To reduce hallucinations in the LLM completions, you can use the following example as a starting point:
import requests
from llm_core.splitters import TokenSplitter
from llm_core.assistants import (
Analyst,
Doubter,
ConsistencyVerifier,
LLaMACPPAssistant,
)
pizza_dough_recipe_url = (
"https://raw.githubusercontent.com/hendricius/pizza-dough/main/README.md"
)
model = "mistral-7b-v0.3-q4"
assistant_cls = LLaMACPPAssistant
# Utilities
analyst = Analyst(model, assistant_cls)
doubter = Doubter(model, assistant_cls)
verifier = ConsistencyVerifier(model, assistant_cls)
# Fetch some content
splitter = TokenSplitter(model=model, chunk_size=4_000)
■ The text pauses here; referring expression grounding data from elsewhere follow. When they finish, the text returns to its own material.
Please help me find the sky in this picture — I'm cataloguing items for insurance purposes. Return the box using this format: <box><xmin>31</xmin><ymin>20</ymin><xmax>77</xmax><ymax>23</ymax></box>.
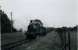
<box><xmin>0</xmin><ymin>0</ymin><xmax>78</xmax><ymax>30</ymax></box>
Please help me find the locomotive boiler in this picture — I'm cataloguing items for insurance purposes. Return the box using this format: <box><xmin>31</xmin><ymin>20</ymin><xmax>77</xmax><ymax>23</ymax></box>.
<box><xmin>25</xmin><ymin>19</ymin><xmax>46</xmax><ymax>39</ymax></box>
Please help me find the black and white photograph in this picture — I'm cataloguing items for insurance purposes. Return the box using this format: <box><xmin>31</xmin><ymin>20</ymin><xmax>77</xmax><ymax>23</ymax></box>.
<box><xmin>0</xmin><ymin>0</ymin><xmax>78</xmax><ymax>50</ymax></box>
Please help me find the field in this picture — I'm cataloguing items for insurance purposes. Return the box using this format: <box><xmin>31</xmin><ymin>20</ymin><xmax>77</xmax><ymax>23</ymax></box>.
<box><xmin>1</xmin><ymin>31</ymin><xmax>78</xmax><ymax>50</ymax></box>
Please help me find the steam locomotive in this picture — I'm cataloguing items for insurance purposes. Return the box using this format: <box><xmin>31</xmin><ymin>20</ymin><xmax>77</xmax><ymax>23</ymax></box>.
<box><xmin>25</xmin><ymin>19</ymin><xmax>46</xmax><ymax>39</ymax></box>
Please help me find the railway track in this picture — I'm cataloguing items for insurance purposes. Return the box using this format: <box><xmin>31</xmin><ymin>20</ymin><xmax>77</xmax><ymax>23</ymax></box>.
<box><xmin>1</xmin><ymin>39</ymin><xmax>32</xmax><ymax>50</ymax></box>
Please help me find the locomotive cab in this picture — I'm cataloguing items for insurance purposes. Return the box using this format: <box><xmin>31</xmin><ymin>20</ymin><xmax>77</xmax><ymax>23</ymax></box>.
<box><xmin>25</xmin><ymin>20</ymin><xmax>46</xmax><ymax>39</ymax></box>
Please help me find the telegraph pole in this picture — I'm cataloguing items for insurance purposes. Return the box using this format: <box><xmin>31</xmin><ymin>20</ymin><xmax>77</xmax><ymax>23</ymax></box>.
<box><xmin>10</xmin><ymin>12</ymin><xmax>13</xmax><ymax>32</ymax></box>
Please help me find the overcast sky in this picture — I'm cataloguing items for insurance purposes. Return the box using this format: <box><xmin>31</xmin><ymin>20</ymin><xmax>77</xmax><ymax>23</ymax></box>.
<box><xmin>0</xmin><ymin>0</ymin><xmax>78</xmax><ymax>30</ymax></box>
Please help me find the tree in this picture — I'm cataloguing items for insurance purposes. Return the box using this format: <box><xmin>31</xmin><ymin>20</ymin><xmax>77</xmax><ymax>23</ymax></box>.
<box><xmin>0</xmin><ymin>10</ymin><xmax>16</xmax><ymax>33</ymax></box>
pizza_dough_recipe = requests.get(pizza_dough_recipe_url).text
context = splitter.first_extract(pizza_dough_recipe)
query = "Write 3 recommendations on how to make the best pizza dough."
analyst_response = analyst.ask(query, context)
question_collection = doubter.verify(query, analyst_response.content)
questions = question_collection.questions
answers = []
for question in questions:
response = analyst.ask(question, context=context)
answers.append(response.content)
for question, answer in zip(questions, answers):
verifications = verifier.verify(
question=question, context=context, answer=response.content
)
Tokenizer
Tokenizers are registered as a codecs within the Python codecs registry :
from llm_core.splitters import TokenSplitter
import codecs
text = """Foundation is a science fiction novel by American writer
Isaac Asimov. It is the first published in his Foundation Trilogy (later
expanded into the Foundation series). Foundation is a cycle of five
interrelated short stories, first published as a single book by Gnome Press
in 1951. Collectively they tell the early story of the Foundation,
an institute founded by psychohistorian Hari Seldon to preserve the best
of galactic civilization after the collapse of the Galactic Empire.
"""
# You can encode the text into tokens like that:
# tokens = codecs.encode(text, 'gpt-3.5-turbo')
tokens = codecs.encode(text, 'mistral-7b-v0.3-q4')
token_length = len(tokens)
print(token_length)
# Chunking and splitting
splitter = TokenSplitter(
model="mistral-7b-v0.3-q4",
chunk_size=50,
chunk_overlap=0
)
for chunk in splitter.chunkify(text):
print(chunk)
Classification and using enums
One useful use case when interacting with LLMs is their ability to understand what a user wants to achieve using natural language.
Here's a simplified example :
from dataclasses import dataclass
from llm_core.assistants import LLaMACPPAssistant
from enum import Enum
class TargetItem(Enum):
PROJECT = 1
TASK = 2
COMMENT = 3
MEETING = 4
class CRUDOperation(Enum):
CREATE = 1
READ = 2
UPDATE = 3
DELETE = 4
@dataclass
class UserQuery:
system_prompt = "You are a helpful assistant."
prompt = """
Analyze the user's query and convert his intent to:
- an operation (among CRUD)
- a target item
Query: {prompt}
"""
operation: CRUDOperation
target: TargetItem
def ask(prompt):
with LLaMACPPAssistant(UserQuery, model="mistral") as assistant:
user_query = assistant.process(prompt=prompt)
return user_query
ask('Cancel all my meetings for the week')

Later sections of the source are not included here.